The Réseau de surveillance de la qualité de l’air, or RSQA, placed the blame for that deteriorating air-quality performance squarely on fine-particulate air pollution – largely caused by the use of residential wood heat.
“The contribution of wood heat to fine-particulate emissions continues to grow and amounted in 2006 to about 61 per cent of the total estimated emissions,” the body’s freshly released eight-page annual report for 2008 states.
“That’s much more than the portion attributable to transportation – 14 per cent – and even industrial sources, at 22 per cent,” the report added, citing a national pollution inventory produced by Environment Canada.
Sulphur-dioxide levels measured in the air over Montreal Island, meanwhile, dropped an average of 24 per cent last year compared with 2007 levels.

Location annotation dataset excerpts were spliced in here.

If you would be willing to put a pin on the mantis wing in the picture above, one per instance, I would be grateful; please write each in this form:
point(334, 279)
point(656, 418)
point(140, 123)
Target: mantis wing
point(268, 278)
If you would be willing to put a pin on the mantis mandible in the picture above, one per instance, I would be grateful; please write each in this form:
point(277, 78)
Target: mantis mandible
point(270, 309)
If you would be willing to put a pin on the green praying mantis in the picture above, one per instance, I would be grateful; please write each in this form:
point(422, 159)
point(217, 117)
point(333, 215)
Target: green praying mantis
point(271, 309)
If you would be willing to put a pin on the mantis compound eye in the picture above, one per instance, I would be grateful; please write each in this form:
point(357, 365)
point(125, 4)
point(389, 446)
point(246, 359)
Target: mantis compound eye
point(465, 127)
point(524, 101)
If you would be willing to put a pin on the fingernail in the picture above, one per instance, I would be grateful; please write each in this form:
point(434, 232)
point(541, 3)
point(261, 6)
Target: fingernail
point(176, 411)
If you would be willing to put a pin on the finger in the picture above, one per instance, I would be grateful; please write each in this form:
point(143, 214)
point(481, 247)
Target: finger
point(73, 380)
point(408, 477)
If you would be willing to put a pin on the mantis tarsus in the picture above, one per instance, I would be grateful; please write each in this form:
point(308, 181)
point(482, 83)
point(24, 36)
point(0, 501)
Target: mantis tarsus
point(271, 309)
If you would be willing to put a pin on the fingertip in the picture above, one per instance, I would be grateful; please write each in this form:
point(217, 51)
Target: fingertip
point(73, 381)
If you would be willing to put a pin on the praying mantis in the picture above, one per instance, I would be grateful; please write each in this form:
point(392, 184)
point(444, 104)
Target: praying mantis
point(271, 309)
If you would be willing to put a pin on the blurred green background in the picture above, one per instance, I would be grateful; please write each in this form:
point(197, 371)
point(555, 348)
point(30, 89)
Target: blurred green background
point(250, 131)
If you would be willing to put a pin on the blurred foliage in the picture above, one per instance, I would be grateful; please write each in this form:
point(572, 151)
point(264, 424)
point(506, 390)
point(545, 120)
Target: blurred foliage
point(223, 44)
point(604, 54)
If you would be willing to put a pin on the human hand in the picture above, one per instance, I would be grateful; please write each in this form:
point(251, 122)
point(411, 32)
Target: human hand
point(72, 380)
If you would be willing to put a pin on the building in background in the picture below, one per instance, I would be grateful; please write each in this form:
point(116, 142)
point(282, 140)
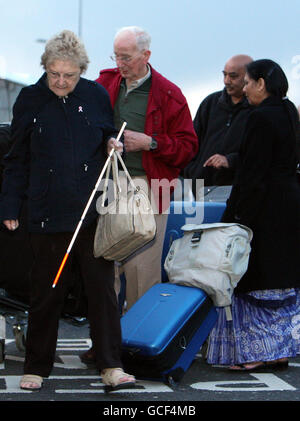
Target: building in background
point(9, 91)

Atmospheric concentrations of benzene dropped 27 per cent, the RSQA also reported.
For both those pollutants, “those are the lowest levels in 40 years,” declared Alan DeSousa, mayor of the St. Laurent borough.
Those results were largely due to a crackdown on industrial and petrochemical operators on the eastern part of the island, DeSousa added.
He is also the member of the city’s executive committee responsible for sustainable development and the environment.
“The 2008 results are an encouraging sign,” DeSousa declared.
“In the last 25 years we’ve reduced industrial pollutants by 50 per cent,” he added.
But, he said, “fine-particulate emissions is where we have the most work to do.”
On April 28, Montreal city council unanimously passed a bylaw that outlaws the installation of new wood-burning appliances such as stoves and fireplaces.
While Montrealers won’t be able to install a wood-burning stove in their homes, wood pellet, natural gas and electric stoves are still allowed.
And no measures have been taken to deal with the 50,500 households across the city of Montreal equipped with wood stoves or fireplaces when the bylaw was passed.
If all those Montrealers use them for nine hours at the same time, DeSousa said, the air pollution produced would equal that of 1.5 million cars driving 18,000 kilometres.